Eastern counties appeared to catch the brunt of the treacherous conditions, with power outages, road wrecks and National Guard soldiers on alert.

Rural electric cooperatives reported scattered outages, primarily in the southeastern section of the state, where power lines were weighed down by freezing rain.

Roughly 15,000 Progress Energy customers in the southeast part of the state were without power Monday night, said spokeswoman Dana Yeganian.

Several accidents and collisions, including two involving tractor-trailers, snarled traffic and shut down interstates in several counties Monday night as moisture froze and roads deteriorated.

The Highway Patrol confirmed a fatality around 11 p.m. Monday night that occurred in an accident on I-85 in Henderson.

In Wayne County, an eight-vehicle accident shut down Highway 581 in Goldsboro. Each of the cars involved, one after another, went into a ditch after the drivers failed to make a curve.
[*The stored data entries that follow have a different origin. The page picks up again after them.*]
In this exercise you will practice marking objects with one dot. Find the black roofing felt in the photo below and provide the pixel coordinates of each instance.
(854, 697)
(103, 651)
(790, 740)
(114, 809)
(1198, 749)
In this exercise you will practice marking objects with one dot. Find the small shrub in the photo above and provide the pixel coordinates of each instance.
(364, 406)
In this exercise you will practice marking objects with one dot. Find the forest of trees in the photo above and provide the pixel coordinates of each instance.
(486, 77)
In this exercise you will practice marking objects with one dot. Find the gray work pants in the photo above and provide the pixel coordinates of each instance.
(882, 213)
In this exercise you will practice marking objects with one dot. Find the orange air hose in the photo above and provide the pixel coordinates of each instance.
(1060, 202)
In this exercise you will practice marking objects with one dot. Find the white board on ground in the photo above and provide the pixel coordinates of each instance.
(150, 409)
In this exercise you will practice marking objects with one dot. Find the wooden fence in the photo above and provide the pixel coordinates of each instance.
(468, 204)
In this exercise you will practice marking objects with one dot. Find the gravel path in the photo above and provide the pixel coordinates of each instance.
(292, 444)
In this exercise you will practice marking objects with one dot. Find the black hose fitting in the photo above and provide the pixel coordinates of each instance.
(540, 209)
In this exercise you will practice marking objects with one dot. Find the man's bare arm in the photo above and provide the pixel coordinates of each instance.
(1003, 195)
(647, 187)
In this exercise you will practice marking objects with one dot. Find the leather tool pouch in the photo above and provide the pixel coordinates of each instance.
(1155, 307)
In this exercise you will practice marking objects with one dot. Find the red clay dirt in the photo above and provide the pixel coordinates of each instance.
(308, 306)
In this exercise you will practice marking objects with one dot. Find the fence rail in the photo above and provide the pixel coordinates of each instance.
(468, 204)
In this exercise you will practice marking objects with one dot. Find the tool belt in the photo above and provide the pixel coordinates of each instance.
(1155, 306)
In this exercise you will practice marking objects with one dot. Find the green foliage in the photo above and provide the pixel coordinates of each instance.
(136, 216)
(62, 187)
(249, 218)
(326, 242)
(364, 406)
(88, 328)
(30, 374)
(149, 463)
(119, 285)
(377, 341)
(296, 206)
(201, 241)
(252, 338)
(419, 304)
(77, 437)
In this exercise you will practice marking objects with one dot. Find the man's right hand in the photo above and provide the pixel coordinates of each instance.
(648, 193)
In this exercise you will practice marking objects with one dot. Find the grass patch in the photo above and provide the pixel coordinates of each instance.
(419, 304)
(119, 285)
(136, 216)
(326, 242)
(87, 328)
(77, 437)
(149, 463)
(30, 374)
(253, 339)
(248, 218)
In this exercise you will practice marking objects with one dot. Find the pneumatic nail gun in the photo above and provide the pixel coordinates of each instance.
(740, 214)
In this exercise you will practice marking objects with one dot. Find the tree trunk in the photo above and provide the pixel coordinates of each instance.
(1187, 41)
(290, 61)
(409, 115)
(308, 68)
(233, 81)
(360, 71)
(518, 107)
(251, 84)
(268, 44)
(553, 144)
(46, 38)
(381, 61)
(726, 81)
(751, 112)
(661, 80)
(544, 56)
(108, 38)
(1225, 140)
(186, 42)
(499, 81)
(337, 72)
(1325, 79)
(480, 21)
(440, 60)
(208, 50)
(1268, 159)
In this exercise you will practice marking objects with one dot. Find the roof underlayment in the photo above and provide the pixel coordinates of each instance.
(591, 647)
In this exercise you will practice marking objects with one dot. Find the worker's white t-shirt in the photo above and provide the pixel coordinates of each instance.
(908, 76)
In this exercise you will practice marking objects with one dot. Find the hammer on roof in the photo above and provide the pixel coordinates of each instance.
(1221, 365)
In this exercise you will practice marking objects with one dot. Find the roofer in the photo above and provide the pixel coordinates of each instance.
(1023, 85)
The accident shut down a half-mile section of road.

"Once they would slow down, gravity would take over, and they would slide down the embankment on the road and just pancake together," said Highway Patrol trooper D.P. Finch.

In Johnston County, disabled tractor-trailers on I-95 closed the northbound lanes at mile marker 106.

Disabled tractor-trailers also caused problems in Nash County, where the northbound lanes of I-95 were closed at mile marker 126, between Wilson and Rocky Mount.

Several other collisions caused delays on I-95 North of Cumberland County, where the Highway Patrol reported deteriorating road conditions as moisture froze.

Common among all the accidents was that it took troopers and emergency personnel a long time to get to the scenes and clear them, their efforts compounded by the conditions and the logjams of vehicles.

"If you do come out here and you do have a wreck, you're going to be on your own for quite some time, due to the volume of calls we've received," Finch said.

Meanwhile, the Franklin County 9-1-1 center said it received numerous reports of vehicles getting stuck or sliding off roads.